I got a decent night's sleep. I got up and ate breakfast, slept a little more until baby woke up, fed him and left him with hubby and was on the road. I was going to do the six miles I had done a few weeks ago when we had the 75 min run. I knew I could beat the 75 min time but I wanted to do better than just beat it, I wanted to really push myself. I realized right away how I normally just slow way down on the up hills. I think doing the treadmill on random hills has helped me to realized I can keep the same pace going up hill. The whole first part of the run is up hill so I really just pushed it and tried to keep up a good pace. It took a lot of concentration. It took me focusing. But I was doing well. At my turn around point (which was a little less than 3 miles since I go farther on the way back) I was at 29 min. I was so proud since I knew that was the hardest part of my run. The way back was down hill and, like Kristen, I just tried to go with it. I think I ran pretty fast. I wasn't 100% sure where 6 miles was because I couldn't remember where I ended on our circle last time, so I did the whole circle just to be sure. I finished in 62 min! I am SOOOO soooo SOOOO proud of myself! I don't even usually do 5 miles in that time! I think that pushing the stroller is making me stronger and I think that really concentrating is just paying off. I just kept thinking that last time I did the exact same run it took me 75 min. I feel like I have come so far!

Anyway, I know I couldn't keep that pace for 13.1 miles... yet.
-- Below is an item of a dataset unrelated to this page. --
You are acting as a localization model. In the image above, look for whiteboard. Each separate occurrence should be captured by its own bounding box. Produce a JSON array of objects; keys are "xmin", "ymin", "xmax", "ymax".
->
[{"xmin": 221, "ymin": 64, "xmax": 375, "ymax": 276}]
But maybe next week I can for 7 and then the next for 8 and... well, you get it. So YEAH for a GREAT Saturday. We'll see how sore I am tomorrow.

Next week we're going out of town to AZ for a work conference for hubby. We are bringing the jogging stroller, I know it might be hard but I am determined not to miss a run!!

3 comments:

amy said...

Awesome job, Brooke! That is some serious time to take off your run. Good work. It's SO true that running is a good portion mental as well as physical. Sometimes I just have to be like the little engine who could and say to myself, "I think I can, I think I can"!

kristen said...

Wow, 62 to 75 minutes, that is amazing - way to go! That is a good lesson - I think it's a challenge finding the right balance between pushing yourself to progress, and not pushing yourself too hard (resulting in possible injury?) I guess that's what we have these 20 weeks to figure out!

jess said...

seriously - it is all mental i think. and that is SOOO fast! good job!!